Significant correlations between the input variables and principal components (PCs) were determined using the broken-stick method.40 PC1, which explained 28.2% of the variability was significantly correlated with 12 variables (Table 2). It was the only PC that was significantly correlated with discharge, DIP and silicate. Differences in discharge and its closest correlates (DIP, R=0.69; silicate, R=-0.54) were largely responsible for the inter-annual separation of samples in the winters and summers (Figure 3) (Figure 2). PC2 was significantly correlated with 9 variables (Table 2). In contrast to the parameters that were correlated only with PC1 (discharge, DIP and silicate), each of the correlates of PC2 except PN and DOP varied significantly between seasons (0.01< p< 0.0001, ANOVA), contributing to the seasonal separation on both PC1 and PC2. The only parameter that was not significantly correlated with PC1 or PC2 was PP, which was correlated with PCs 3 and 4 (Table 2). Winter was the season with the highest dynamic range in discharge (Figure 2).

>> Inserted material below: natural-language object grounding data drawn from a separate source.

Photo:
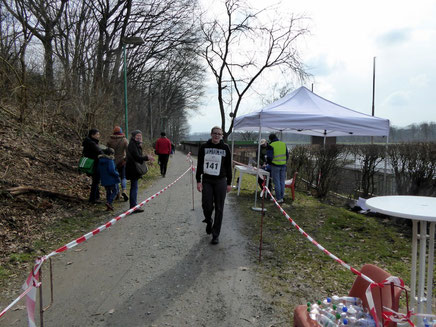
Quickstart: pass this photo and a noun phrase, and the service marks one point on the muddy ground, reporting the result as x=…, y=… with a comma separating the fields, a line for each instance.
x=158, y=268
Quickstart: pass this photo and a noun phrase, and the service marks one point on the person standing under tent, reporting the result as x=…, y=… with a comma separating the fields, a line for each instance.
x=214, y=177
x=134, y=154
x=277, y=156
x=163, y=150
x=119, y=143
x=92, y=150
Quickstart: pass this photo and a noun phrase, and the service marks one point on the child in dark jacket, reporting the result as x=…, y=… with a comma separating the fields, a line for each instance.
x=109, y=176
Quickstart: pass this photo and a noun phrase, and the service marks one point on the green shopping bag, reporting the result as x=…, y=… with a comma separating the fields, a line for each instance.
x=86, y=165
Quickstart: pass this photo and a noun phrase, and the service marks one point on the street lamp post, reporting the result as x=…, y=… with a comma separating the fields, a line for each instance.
x=134, y=40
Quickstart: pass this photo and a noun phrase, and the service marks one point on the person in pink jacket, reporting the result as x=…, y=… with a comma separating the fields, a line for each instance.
x=163, y=150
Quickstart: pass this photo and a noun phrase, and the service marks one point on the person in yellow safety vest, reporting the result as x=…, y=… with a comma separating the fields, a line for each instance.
x=277, y=155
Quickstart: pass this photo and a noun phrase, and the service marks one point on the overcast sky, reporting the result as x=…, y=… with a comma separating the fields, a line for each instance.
x=345, y=37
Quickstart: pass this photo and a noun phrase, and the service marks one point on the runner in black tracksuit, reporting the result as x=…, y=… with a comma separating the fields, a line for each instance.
x=214, y=177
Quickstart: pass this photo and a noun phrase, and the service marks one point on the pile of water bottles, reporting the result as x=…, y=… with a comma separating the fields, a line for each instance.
x=340, y=311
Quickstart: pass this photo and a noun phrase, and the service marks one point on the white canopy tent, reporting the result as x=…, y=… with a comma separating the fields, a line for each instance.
x=304, y=112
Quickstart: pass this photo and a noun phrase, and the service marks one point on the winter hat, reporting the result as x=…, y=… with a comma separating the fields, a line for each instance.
x=272, y=137
x=92, y=132
x=135, y=132
x=118, y=130
x=109, y=151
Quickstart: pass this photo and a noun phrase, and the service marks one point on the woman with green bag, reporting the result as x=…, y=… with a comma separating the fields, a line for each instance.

There was a strong seasonal pattern in DO (mgL-1), with the expected minima at high temperatures in the summer (Figure 2E). There was no significant (p<0.05) relationship between Chla and DO. There was a weak correlation (R =0.30, p=0.01) if Chla was offset by one sample period (i.e. when DO was compared to Chla collected two weeks previously). The relationship was not significant when Chla was lagged by 4 weeks. The best predictor of DO was temperature (R=-0.72, p<0.001). Inclusion of Chla, TN and TP to the regression did not improve the fit.

In contrast, there was no seasonal trend in Chla (Figure 2E). The mean concentration was 42.3±3.1µgL-1 and the three highest values (160±6.5, 111±5.0 and 108±1.3µgL-1) occurred in spring and fall 2009 and summer 2010. Pearson correlations between Chla and other variables were significant only for temperature and particulate nutrients (Table 1). Particulate nutrients and Chla are expected to be correlated since they both reflect the presence of cells/particulates, so this relationship is not causative. Temperature/seasonality was only marginally significant. In addition to Pearson correlations, data were pretreated and analyzed using a BEST analysis38 based on Euclidean distance. The highest correlation was with a combination of DIP, DIN, discharge, temperature, and TP (Spearman Rho=0.43, p=0.01). DIP and DIN combined accounted for much of the correlation (Rho=0.37) and were included in all optimal combinations of 2-5 variables. The single factor with highest correlation was DIP (Rho=0.28). This suggests that phytoplankton abundance as Chla was more likely to be limited by phosphorus than nitrogen during the study, as would be predicted from the high molar DIN:DIP ratios of 17–3,642 and also high significance of DIP in explaining PC1. There was no statistically significant (p>0.05) relationship between Chla and zooplankton abundance in either tests.

Phytoplankton composition

Microscopic counts of phytoplankton were aggregated to the class level for all analyses. Cyanobacterial numbers were recorded consistently but because pico-cyanobacteria (that are likely to have dominated the class41,42) are not amenable to identification by light microscopy, the overall cyanobacteria counts were most likely underestimated. However, there was a statistically significant (R=0.75, p<0.001) relationship between concentrations of zeaxanthin and the microscopic counts. Zeaxanthin is present in Rhodophyceae and in the Raphidophyceae, however the former were not found at the site and numbers of the latter were low in most samples, so zeaxanthin was treated as taxonomic marker pigment for cyanobacteria. Murrell and Lores41 reported a regression coefficient for calculating cyanobacteria number based on zeaxanthin concentration. Based on this regression coefficient, calculatedpico-cyanobacterial abundance would be 2.1±2.0x109 cellsL-1, similar to the numbers reported by Murrell and Caffrey42 from Weeks Bay (2.4±1.9x109 cellsL-1) and about 3 orders of magnitude higher than the counts reported here (3.5± 3.4x106 cellsL-1). This suggests that microscopic counts in this study underestimated the actual abundance of cyanobacteria. However, the strong significant relationship between cyanobacteria abundance and zeaxanthin suggests that even though the cyanobacterial counts were not accurate, they were sufficiently precise to be representative of temporal variation trends.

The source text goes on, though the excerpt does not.